サンドラは普通の女の子
周りが何を言おうと、しったこっちゃ無いの。
「そういう訳だから、今日から私の僕になったグレゴリーよ」
「まあ、よろしくねグレゴリーさん。お部屋用意しなくっちゃ」
「うん、屋根裏が空いているよママ。アニタが死なないなら、心配事が一つ減ったなあ。この子ってば、こう見えて結構お転婆なもんで」
「…………。」
「そういう訳で、私とブルースは死ねない体になっちゃったの」
「うちのブルースが死なないだって! 母さん聞いたかい、頭痛の種が一つ減ったぞ!」
「それは良かったわ。ブルースったらすぐ危ない遊びをするんだから。でも死なないなら、好きなだけ遊んでらっしゃい」
「うん、ありがとうママとパパ! それと、説明してくれてありがとうアニタ! あと、フシにしてくれてありがとうグレゴリー!」
「………………。」
この町の住人は、一つの例外もなくイカれてるんじゃないだろうか。
死神の自分を飄々と受け入れ、あまつさえ子供を不死にされたと言うのに、至って和やかな二つの家族の反応を見て、グレゴリーは心底思ったのだった。
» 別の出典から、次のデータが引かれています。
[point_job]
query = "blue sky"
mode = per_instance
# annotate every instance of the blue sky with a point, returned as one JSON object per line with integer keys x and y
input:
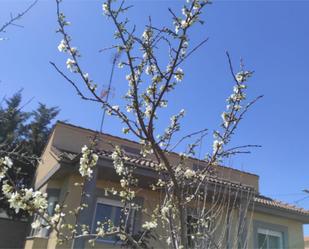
{"x": 271, "y": 36}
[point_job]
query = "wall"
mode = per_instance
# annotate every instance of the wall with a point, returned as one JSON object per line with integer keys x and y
{"x": 13, "y": 233}
{"x": 294, "y": 229}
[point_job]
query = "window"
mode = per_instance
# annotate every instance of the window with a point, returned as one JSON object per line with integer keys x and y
{"x": 107, "y": 209}
{"x": 268, "y": 239}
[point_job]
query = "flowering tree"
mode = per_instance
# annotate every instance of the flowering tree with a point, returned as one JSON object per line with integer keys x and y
{"x": 195, "y": 210}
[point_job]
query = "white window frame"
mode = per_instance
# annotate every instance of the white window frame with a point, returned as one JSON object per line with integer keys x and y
{"x": 273, "y": 233}
{"x": 114, "y": 203}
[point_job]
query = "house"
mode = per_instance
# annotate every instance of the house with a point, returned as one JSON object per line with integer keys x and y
{"x": 276, "y": 224}
{"x": 306, "y": 242}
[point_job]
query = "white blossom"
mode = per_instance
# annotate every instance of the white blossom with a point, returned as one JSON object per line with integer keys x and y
{"x": 217, "y": 145}
{"x": 36, "y": 224}
{"x": 70, "y": 64}
{"x": 189, "y": 173}
{"x": 105, "y": 8}
{"x": 117, "y": 161}
{"x": 150, "y": 225}
{"x": 87, "y": 162}
{"x": 62, "y": 47}
{"x": 179, "y": 75}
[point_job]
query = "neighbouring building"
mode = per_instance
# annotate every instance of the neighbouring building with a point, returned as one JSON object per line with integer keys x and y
{"x": 277, "y": 224}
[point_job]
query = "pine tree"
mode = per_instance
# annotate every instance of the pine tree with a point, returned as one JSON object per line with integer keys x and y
{"x": 25, "y": 133}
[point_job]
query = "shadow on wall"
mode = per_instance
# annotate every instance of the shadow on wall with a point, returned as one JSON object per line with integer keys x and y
{"x": 13, "y": 233}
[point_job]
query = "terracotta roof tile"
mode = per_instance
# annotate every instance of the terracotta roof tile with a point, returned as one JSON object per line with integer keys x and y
{"x": 146, "y": 163}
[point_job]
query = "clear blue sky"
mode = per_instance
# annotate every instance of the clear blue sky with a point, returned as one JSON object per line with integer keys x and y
{"x": 272, "y": 37}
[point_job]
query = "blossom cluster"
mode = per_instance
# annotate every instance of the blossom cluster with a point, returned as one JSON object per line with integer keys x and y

けれど、これはグレゴリーにとって中々良い状況だった。周りの人間は可笑しいかもしれないが、何の障害もなく寝床を確保できたのである。だからして、宛がわれた屋根裏での就寝後、目が覚めたときには死神の自分には不似合いなほど清清しい目覚めを手にいれることが出来た。ほんの一瞬だったけれど。
「グレゴリー!」
爽やかな朝に似つかわしくない恐ろしいアニタの呼び声が、下の階から轟いてくる。ぎょっとして階段を降りてみれば、血だらけのアニタがパジャマ姿で部屋の前に立っていた。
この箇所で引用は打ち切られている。